Exceso de vanidad y prejuicio.
Hay una diosa llamada Hibris (o Hybris), emparentada desde la raíz al espíritu con la diosa Némesis, que, como ésta, antes y ahora, también personifica la desmesura y sus inmoderadas vertientes cortadas a pico, filosas y escarpadas, cual son la soberbia y el orgullo. Hibris es insolente, entrometida y cáustica, encaramada al protagonismo y promulgadora de la orden del día y del estado de sitio.
Lleva la transgresión en sus acciones, por aquello de sobrepasar los límites que la autoridad marca, y de no mediar obediencia impone; y porque eso de guardar y hacer guardar el espacio privado es algo que desprecian sus impulsos, afines a la violencia más que a la mesura.

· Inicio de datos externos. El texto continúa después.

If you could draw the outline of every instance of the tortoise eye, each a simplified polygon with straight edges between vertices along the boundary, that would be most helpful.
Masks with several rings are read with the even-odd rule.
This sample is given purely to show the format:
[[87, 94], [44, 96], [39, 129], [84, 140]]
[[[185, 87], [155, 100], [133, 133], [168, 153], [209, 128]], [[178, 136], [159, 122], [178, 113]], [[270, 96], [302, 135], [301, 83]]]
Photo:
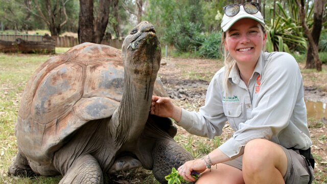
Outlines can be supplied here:
[[137, 32], [137, 29], [134, 29], [132, 31], [131, 31], [131, 34], [134, 34]]

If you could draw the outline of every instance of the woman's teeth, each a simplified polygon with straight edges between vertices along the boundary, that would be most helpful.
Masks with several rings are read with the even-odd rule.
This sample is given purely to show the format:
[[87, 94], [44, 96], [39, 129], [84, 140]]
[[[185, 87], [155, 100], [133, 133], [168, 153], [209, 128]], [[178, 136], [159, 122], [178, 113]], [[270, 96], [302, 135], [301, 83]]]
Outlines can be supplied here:
[[247, 51], [249, 50], [250, 50], [251, 48], [246, 48], [246, 49], [239, 49], [239, 51], [241, 51], [241, 52], [244, 52], [244, 51]]

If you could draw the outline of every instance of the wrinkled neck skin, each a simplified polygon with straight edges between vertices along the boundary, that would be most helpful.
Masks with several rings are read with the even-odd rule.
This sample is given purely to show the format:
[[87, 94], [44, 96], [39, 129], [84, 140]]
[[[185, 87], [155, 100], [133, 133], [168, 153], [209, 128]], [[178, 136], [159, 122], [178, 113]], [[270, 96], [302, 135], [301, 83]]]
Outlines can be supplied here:
[[[131, 55], [127, 57], [144, 55]], [[142, 132], [149, 116], [154, 82], [159, 64], [154, 56], [132, 58], [124, 63], [125, 85], [122, 101], [111, 118], [111, 134], [117, 145], [133, 147]], [[128, 60], [128, 59], [127, 59]], [[159, 62], [160, 60], [159, 60]], [[131, 144], [128, 144], [130, 142]], [[125, 144], [125, 143], [127, 144]]]

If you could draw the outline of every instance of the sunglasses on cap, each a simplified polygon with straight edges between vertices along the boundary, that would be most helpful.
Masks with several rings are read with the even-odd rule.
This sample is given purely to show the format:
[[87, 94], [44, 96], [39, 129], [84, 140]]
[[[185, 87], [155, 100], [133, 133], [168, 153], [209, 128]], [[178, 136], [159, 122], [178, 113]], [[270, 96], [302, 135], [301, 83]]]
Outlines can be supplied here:
[[223, 9], [226, 15], [232, 17], [236, 15], [240, 12], [241, 6], [243, 6], [245, 12], [250, 14], [255, 14], [260, 10], [260, 4], [255, 2], [229, 5], [224, 7]]

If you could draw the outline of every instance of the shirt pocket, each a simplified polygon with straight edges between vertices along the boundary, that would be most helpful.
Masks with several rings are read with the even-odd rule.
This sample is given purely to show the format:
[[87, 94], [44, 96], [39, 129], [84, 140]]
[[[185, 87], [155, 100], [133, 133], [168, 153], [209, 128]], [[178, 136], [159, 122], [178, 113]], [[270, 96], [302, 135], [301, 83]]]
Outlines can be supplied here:
[[240, 123], [243, 121], [242, 114], [242, 103], [225, 103], [223, 104], [224, 113], [228, 120], [231, 128], [238, 130]]

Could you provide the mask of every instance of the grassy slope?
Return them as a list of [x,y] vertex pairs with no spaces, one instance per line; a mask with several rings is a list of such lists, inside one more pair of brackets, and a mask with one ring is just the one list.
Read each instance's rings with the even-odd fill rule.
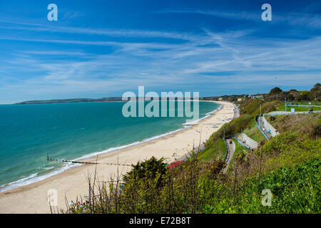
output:
[[250,126],[244,130],[243,133],[258,142],[260,142],[260,141],[266,141],[266,139],[264,138],[263,135],[262,135],[261,132],[258,129],[255,124],[255,120],[254,119],[250,124]]
[[204,160],[215,160],[223,157],[226,154],[226,147],[223,138],[215,140],[215,142],[206,147],[200,153],[200,158]]
[[321,113],[277,115],[274,118],[268,117],[268,121],[280,133],[295,130],[311,135],[313,128],[320,122]]
[[[296,103],[295,103],[296,104]],[[301,103],[298,103],[299,105],[301,104]],[[309,105],[309,104],[305,104],[307,105]],[[316,107],[312,107],[312,108],[307,108],[307,107],[288,107],[287,106],[287,112],[290,112],[291,111],[291,108],[294,108],[295,112],[307,112],[309,110],[309,109],[312,108],[313,110],[316,111],[316,110],[321,110],[321,108],[316,108]],[[285,111],[285,104],[281,103],[278,106],[278,109],[277,110],[279,111]]]

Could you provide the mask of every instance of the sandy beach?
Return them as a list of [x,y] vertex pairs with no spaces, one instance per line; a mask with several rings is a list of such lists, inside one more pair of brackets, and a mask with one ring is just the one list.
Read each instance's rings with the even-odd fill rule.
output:
[[[136,164],[138,161],[148,159],[152,156],[164,157],[170,163],[175,158],[183,156],[197,147],[200,142],[206,141],[213,133],[234,115],[234,105],[227,102],[217,102],[223,106],[197,124],[186,129],[166,136],[100,155],[98,162],[120,164]],[[213,124],[216,128],[213,127]],[[177,157],[173,157],[173,153]],[[97,157],[84,160],[96,162]],[[83,165],[68,170],[42,181],[0,193],[0,213],[50,213],[46,195],[49,190],[54,189],[58,192],[58,207],[66,209],[65,197],[68,202],[76,197],[88,195],[86,177],[94,172],[96,165]],[[117,173],[116,165],[97,165],[99,180],[107,180]],[[131,167],[120,166],[119,172],[125,173]]]

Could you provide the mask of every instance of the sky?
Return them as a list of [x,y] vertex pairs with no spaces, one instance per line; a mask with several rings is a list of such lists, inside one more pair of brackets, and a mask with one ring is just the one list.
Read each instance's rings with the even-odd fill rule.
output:
[[[58,21],[48,20],[49,4]],[[0,104],[138,86],[201,97],[310,90],[320,57],[320,1],[0,2]]]

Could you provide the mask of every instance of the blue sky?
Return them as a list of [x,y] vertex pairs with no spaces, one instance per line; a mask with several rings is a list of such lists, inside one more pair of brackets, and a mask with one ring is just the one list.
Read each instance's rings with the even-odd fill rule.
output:
[[[49,21],[47,6],[58,6]],[[272,21],[261,6],[272,6]],[[321,78],[320,1],[1,1],[0,103],[310,90]]]

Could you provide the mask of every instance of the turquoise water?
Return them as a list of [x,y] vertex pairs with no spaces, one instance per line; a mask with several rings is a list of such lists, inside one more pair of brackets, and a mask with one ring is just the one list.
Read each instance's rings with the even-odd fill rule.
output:
[[[175,118],[126,118],[121,113],[123,104],[0,105],[0,191],[67,168],[66,164],[48,162],[46,152],[53,158],[74,160],[108,152],[182,128],[189,119],[177,114]],[[177,111],[177,102],[175,106]],[[200,118],[218,107],[200,102]]]

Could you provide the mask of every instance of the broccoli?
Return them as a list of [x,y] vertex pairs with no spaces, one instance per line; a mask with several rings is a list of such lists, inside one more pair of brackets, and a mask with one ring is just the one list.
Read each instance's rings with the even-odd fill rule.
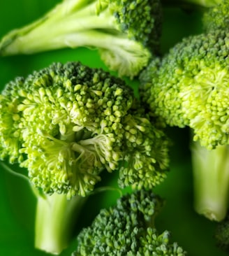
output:
[[103,69],[53,63],[9,82],[0,109],[1,159],[25,169],[37,190],[38,248],[59,253],[66,246],[73,211],[103,170],[119,169],[121,187],[152,188],[166,176],[163,131],[133,90]]
[[171,242],[170,232],[161,233],[155,227],[163,205],[163,199],[150,190],[123,195],[83,228],[72,256],[186,255],[182,247]]
[[38,20],[6,35],[0,55],[96,48],[110,69],[133,78],[158,50],[161,22],[160,0],[63,0]]
[[216,246],[227,253],[229,253],[229,215],[228,213],[226,218],[217,224],[214,239]]
[[163,126],[191,128],[195,208],[220,221],[229,192],[229,31],[214,27],[152,60],[140,80],[149,115]]
[[229,26],[229,4],[227,0],[221,0],[219,3],[207,9],[203,13],[204,29],[210,30],[228,29]]

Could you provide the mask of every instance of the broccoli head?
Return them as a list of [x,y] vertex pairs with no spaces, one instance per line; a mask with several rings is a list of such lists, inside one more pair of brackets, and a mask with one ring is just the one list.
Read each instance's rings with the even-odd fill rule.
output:
[[[45,226],[45,250],[47,230],[54,230],[54,238],[62,232],[55,224],[63,215],[67,219],[68,200],[71,208],[71,201],[81,205],[103,170],[119,169],[121,187],[151,188],[166,176],[164,132],[152,124],[133,90],[102,69],[54,63],[17,77],[2,91],[0,109],[0,157],[25,168],[42,195],[37,193],[36,226],[39,234]],[[38,237],[41,248],[43,236]]]
[[63,0],[38,20],[6,35],[0,54],[96,48],[110,69],[133,78],[158,50],[161,13],[159,0]]
[[195,208],[218,221],[229,191],[228,42],[220,28],[190,36],[140,76],[150,115],[161,125],[191,128]]
[[228,143],[229,34],[185,38],[141,73],[142,101],[164,124],[193,129],[209,149]]
[[163,205],[163,200],[152,191],[123,195],[81,231],[72,255],[186,255],[182,247],[170,241],[168,231],[160,233],[155,227]]

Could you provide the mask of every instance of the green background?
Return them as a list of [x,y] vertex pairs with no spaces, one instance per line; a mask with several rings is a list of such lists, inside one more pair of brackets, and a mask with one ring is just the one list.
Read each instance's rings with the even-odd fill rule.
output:
[[[1,1],[0,37],[13,29],[34,20],[56,3],[54,0]],[[168,51],[183,36],[200,31],[199,13],[165,8],[162,52]],[[15,76],[27,76],[53,62],[73,60],[79,60],[90,66],[106,69],[96,50],[84,48],[65,49],[28,56],[2,57],[0,57],[1,89]],[[135,88],[138,86],[137,81],[127,82]],[[168,132],[174,145],[168,178],[155,190],[166,199],[166,204],[156,219],[157,227],[159,230],[171,231],[171,239],[183,246],[190,256],[226,256],[226,254],[215,246],[213,236],[216,224],[193,211],[189,130],[172,128]],[[34,248],[36,200],[29,185],[1,166],[0,171],[0,255],[46,255]],[[114,184],[114,177],[107,176],[105,178],[108,178],[108,184]],[[88,225],[101,207],[114,204],[117,196],[115,192],[110,191],[89,199],[80,217],[78,229]],[[75,241],[73,241],[61,255],[71,255],[75,246]]]

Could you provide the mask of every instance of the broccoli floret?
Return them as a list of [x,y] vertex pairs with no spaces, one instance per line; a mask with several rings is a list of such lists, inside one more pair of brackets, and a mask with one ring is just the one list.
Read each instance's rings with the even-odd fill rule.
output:
[[207,31],[218,29],[228,30],[229,4],[228,0],[221,0],[203,14],[204,29]]
[[207,8],[221,3],[222,0],[161,0],[163,5],[179,6],[182,8]]
[[226,29],[190,36],[140,76],[150,115],[163,125],[189,127],[193,144],[200,143],[192,152],[195,208],[216,220],[228,199],[228,42]]
[[151,188],[166,176],[163,131],[133,90],[102,69],[54,63],[8,83],[0,109],[0,157],[25,168],[40,192],[36,243],[42,250],[65,246],[66,205],[81,206],[103,170],[120,167],[122,187]]
[[170,232],[161,233],[155,227],[163,205],[163,200],[152,191],[123,195],[81,231],[72,256],[186,255],[182,247],[171,242]]
[[158,50],[161,16],[159,0],[63,0],[38,20],[6,35],[0,54],[96,48],[111,70],[133,78]]

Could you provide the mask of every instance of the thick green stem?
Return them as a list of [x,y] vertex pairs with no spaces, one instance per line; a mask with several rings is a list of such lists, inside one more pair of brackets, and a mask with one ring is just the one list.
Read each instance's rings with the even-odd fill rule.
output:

Se rinde a la pasión y comulga con su colega Ate, una furia de notorio orgullo, mostrando ambas si tercia la ocasión la vesania producto de una patología incurable.
Pero en el reverso de la moneda de dos caras, Hibris es la portadora del castigo que merece su conducta y los por ella influidos; igual que Némesis castiga la desmesura y sanciona la irresponsabilidad.
A solas con Némesis, en un lugar innominado del que se tiene vaga noticia por leyendas circuidas de mito, subrayan sus coincidentes significados y planean a la par la venganza y la justicia, la ida y la vuelta del ciclo vital; muy puestas ambas en las materias pertinentes.
Hibris y Némesis cobran su venganza en el instante que se consuma el hecho que subvierte una relevante condición anterior, la que fuera apuntada sin atisbo de duda y ha sido implacablemente perseguida hasta que el resultado convence a las ejecutoras.
En cuanto a la tarea justiciera el camino de su conclusión se bifurca en dos: el de la justicia retributiva: aplicada como contraprestación al daño causado, compensando un mal con otro mal, otorgando carta de naturaleza a la libertad; y el de la justicia equitativa: a modo de recto proceder que entrega a cada cual lo que merece, con imparcialidad en el trato y en el reparto, confiriendo a la justicia un papel ecuánime.
Una y otra, alternadas sus manifestaciones para desconcierto de rivales, envidias —que nunca faltan en cualquier historia que se precie— y enemigos, practican el codiciado arte de ser juez y parte, en tanto los controladores de andanzas no anulen sus competencias.